The importance of having the CPA is that it implies that character is not only important, but that it can be improved. And once again, psychologists agree that this is a very important message--and one that is very effective in increasing achievement in many different areas (loc. 1729-44, 1747).
It is still too early to draw any definitive conclusions regarding whether or not the measures being taken at KIPP will bring success. However, recent numbers regarding the college graduation rate of KIPP alumni look promising. As tough reports, "the six-year graduation rate had gone up from 21 percent, for the Class of 2003... to 46 percent, for the Class of 2005" (loc. 1803). Still, many of the students at KIPP continue to struggle with issues of character strength (loc. 1809), so the new measures cannot be considered a silver bullet--though they are at least promising.
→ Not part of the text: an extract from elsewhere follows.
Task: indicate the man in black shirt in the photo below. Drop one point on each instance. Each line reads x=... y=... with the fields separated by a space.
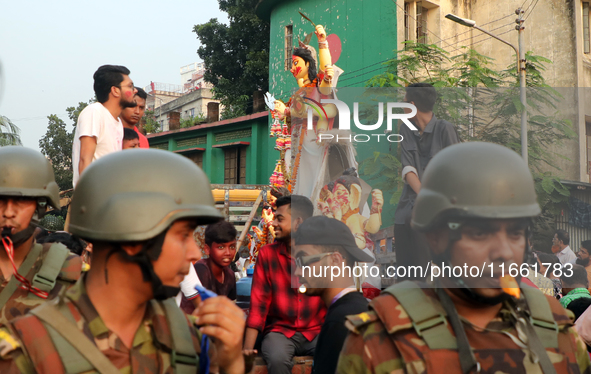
x=417 y=149
x=325 y=254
This is exactly how embedded lies by well-paid propagandists end up as monstrous quotable lies in newspapers that reporters like Jane Roberts record without ever checking or even thinking about the ridiculousness of the claim.
Meanwhile, the wholesale indoctrination of KIPPsters continues unabated and celebrated by those wealthy donors who believe that manipulating the psychology of children offers a more efficient solution to the ravages of poverty than actually doing something about poverty.